This is an instance-based learning method used for classification and regression tasks. The K-nearest neighbor algorithm makes predictions by comparing the similarities between the input samples and the samples in the training dataset. Evelyn Fix and Joseph Hodges proposed this algorithm to solve classification and regression problems. The K-nearest neighbor algorithm is simple and intuitive, but its computational complexity is high, especially on large datasets. In addition, the algorithm is sensitive to noisy data and irrelevant features. Regarding the principle and implementation of the K-nearest neighbor algorithm, Fix and Hodges published a paper titled "Discriminatory Analysis-Nonparametric Discrimination: Consistency Properties" in 1951.
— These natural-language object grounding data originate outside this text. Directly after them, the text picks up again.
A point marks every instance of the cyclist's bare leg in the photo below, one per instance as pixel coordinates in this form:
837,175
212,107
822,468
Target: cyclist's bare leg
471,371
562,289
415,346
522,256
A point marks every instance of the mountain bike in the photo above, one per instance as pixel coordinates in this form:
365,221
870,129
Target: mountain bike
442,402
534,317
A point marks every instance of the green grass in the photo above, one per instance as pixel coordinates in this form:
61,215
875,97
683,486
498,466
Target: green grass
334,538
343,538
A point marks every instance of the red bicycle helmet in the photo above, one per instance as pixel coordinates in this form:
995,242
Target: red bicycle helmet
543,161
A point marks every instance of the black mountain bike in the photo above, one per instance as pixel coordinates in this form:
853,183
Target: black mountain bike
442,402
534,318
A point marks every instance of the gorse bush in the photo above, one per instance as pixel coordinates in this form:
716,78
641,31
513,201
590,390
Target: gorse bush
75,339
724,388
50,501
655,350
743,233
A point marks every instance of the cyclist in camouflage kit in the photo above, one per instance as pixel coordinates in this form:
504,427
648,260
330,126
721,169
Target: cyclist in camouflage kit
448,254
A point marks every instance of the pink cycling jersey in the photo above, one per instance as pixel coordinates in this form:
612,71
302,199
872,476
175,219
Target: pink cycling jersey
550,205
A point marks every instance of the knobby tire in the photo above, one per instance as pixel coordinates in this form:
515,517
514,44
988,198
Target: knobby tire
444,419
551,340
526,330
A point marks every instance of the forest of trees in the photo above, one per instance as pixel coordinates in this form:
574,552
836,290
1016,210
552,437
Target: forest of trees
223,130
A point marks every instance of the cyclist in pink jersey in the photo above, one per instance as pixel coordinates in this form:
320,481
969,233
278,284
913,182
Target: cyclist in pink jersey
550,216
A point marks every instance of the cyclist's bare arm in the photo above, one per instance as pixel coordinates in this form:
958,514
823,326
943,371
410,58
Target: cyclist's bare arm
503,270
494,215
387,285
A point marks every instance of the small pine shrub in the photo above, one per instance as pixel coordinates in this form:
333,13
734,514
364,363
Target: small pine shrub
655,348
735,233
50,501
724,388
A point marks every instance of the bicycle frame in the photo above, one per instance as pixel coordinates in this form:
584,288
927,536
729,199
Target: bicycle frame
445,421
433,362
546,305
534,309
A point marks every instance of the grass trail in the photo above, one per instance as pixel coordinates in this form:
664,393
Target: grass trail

Early neural network research
Backpropagation algorithm 1969
When studying the perceptron model, Marvin Minsky lithuania mobile database and Seymour Baye found that it could only handle linearly separable problems, so they proposed the back-propagation algorithm. This algorithm is used to train multi-layer perceptron models, enabling neural networks to solve more complex nonlinear problems, such as image recognition and speech recognition. However, a major limitation of the back-propagation algorithm is that it is prone to fall into local optimal solutions rather than global optimal solutions. In addition, the algorithm is sensitive to the initialization of weights, the training speed is slow, and the gradient disappearance problem may occur. In 1986, a paper titled "Learning representations by back-propagating errors" published in Nature magazine, authors David Rumelhart, Geoffrey Hinton and Ronald Williams introduced the back-propagation algorithm and its implementation method in detail. Despite its limitations, the back-propagation algorithm still laid the foundation for the development of deep learning.